Exelon Maintains 2026 Outlook
Utility operator plans $41.7 billion in infrastructure spending while reporting steady first-quarter earnings and reliability gains.
May 7, 2026

Exelon reported stable first-quarter 2026 earnings while reaffirming its full-year guidance and expanding its long-term infrastructure investment plans, underscoring the company’s focus on grid modernization and reliability across its regulated utility operations.
The Chicago-based utility company posted first-quarter GAAP net income of $919 million, or $0.90 per diluted share, compared with $908 million, or $0.90 per share, in the same period a year earlier. Adjusted operating earnings slipped slightly to $0.91 per share from $0.92 per share in the prior-year quarter.
Exelon said it remains on track to deliver annual earnings growth near the upper end of its previously projected 5% to 7% range through 2029. The company also reaffirmed its 2026 adjusted earnings guidance of $2.81 to $2.91 per share.
Infrastructure Spending Expands
A key focus for investors was Exelon’s updated four-year capital expenditure plan, which now totals $41.7 billion. The company expects those investments to drive rate base growth of nearly 8% as utilities across its service territories continue upgrading transmission and distribution systems.
Management highlighted reliability performance as a major operational achievement during the quarter, with all utilities ranking in the top quartile and Commonwealth Edison placing in the top decile nationally.
Utility Results Vary by Region
Results across Exelon’s operating utilities were mixed but generally reflected higher approved distribution and transmission rates tied to infrastructure investments.
Commonwealth Edison reported GAAP net income of $310 million, up from $302 million a year earlier, though adjusted operating earnings declined because of timing-related distribution earnings impacts.
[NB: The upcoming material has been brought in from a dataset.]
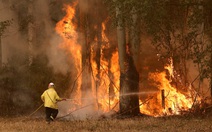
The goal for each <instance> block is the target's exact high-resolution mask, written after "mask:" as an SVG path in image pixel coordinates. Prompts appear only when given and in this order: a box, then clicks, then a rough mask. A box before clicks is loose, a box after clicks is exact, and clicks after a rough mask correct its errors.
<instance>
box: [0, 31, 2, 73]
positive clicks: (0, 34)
mask: <svg viewBox="0 0 212 132" xmlns="http://www.w3.org/2000/svg"><path fill="white" fill-rule="evenodd" d="M1 36H2V35H1V34H0V69H1V68H2V44H1Z"/></svg>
PECO increased net income to $278 million from $266 million, helped by favorable weather conditions, the absence of customer surcharge credits, and lower income taxes.
Baltimore Gas and Electric posted one of the strongest year-over-year gains, with net income rising to $298 million from $260 million. The increase was largely linked to approved distribution rates associated with grid investment recovery, though higher credit loss expenses partially offset the improvement.
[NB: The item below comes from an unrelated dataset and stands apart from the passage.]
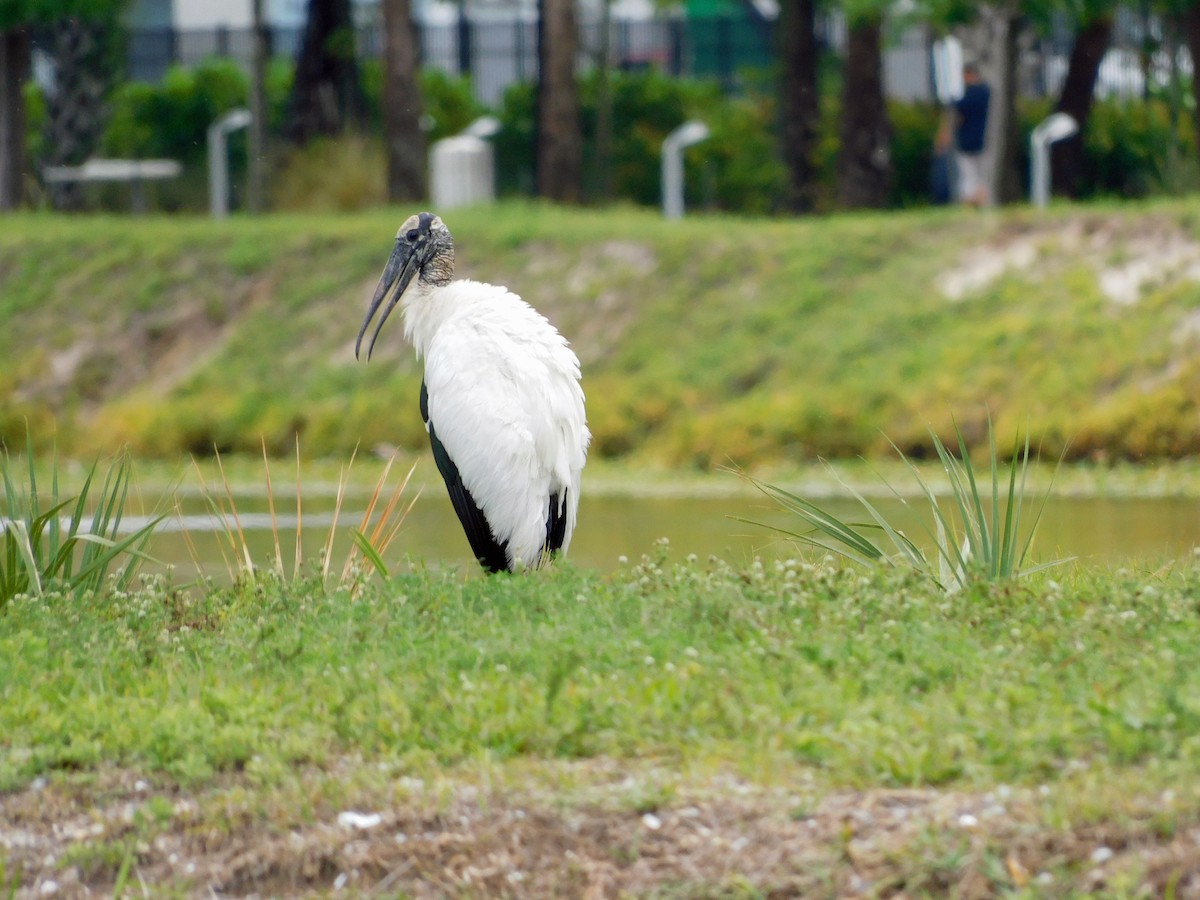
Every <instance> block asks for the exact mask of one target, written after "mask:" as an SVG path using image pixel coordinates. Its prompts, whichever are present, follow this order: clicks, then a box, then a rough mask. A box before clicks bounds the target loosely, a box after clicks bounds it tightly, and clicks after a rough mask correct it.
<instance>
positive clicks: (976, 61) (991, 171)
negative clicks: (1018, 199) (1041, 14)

At Pepco Holdings, earnings declined as the company faced higher depreciation expenses and unfavorable impacts related to Maryland regulatory reconciliation adjustments. PHI reported first-quarter GAAP net income of $169 million compared with $194 million in the prior-year period.
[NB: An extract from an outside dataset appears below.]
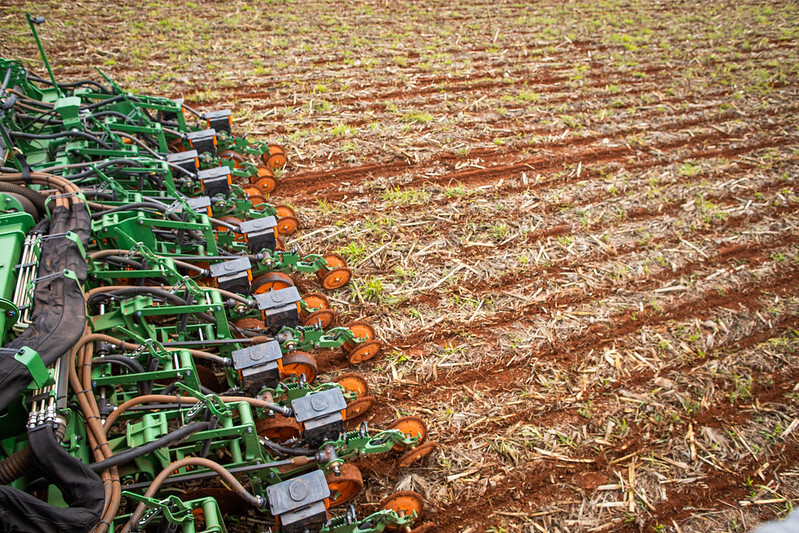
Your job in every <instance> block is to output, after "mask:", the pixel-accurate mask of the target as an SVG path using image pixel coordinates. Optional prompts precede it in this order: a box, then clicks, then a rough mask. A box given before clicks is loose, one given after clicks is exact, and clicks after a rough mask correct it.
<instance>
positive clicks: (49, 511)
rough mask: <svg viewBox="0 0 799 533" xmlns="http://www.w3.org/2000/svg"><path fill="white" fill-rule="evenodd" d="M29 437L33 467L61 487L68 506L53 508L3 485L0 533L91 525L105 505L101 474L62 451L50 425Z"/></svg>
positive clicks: (46, 426)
Financing Activity Continues
Exelon continued to access debt markets during the quarter as part of its financing strategy. The company said it had completed about 43% of planned debt financings through March 31, including all holding company issuances, and had priced roughly 37% of its expected $3.4 billion equity needs through 2029.
In February, Exelon issued $775 million in senior notes due 2036. Subsidiaries Pepco, Delmarva Power and Atlantic City Electric also completed bond offerings in March to refinance debt and support general corporate operations.
Cash Flow and Balance Sheet
Cash flow from operating activities rose sharply to $1.72 billion during the quarter, compared with $1.2 billion a year earlier. Capital expenditures increased to $2.36 billion from $1.95 billion as the company accelerated investment spending.
Exelon ended the quarter with total assets of $117.5 billion and long-term debt of $47.9 billion. Shareholders’ equity stood at $29.3 billion.
The company also declared a quarterly dividend of $0.42 per share, payable June 15 to shareholders of record on June 4.
Exelon serves nearly 11 million customers through utilities operating in Illinois, Pennsylvania, Maryland, Delaware, New Jersey and the District of Columbia.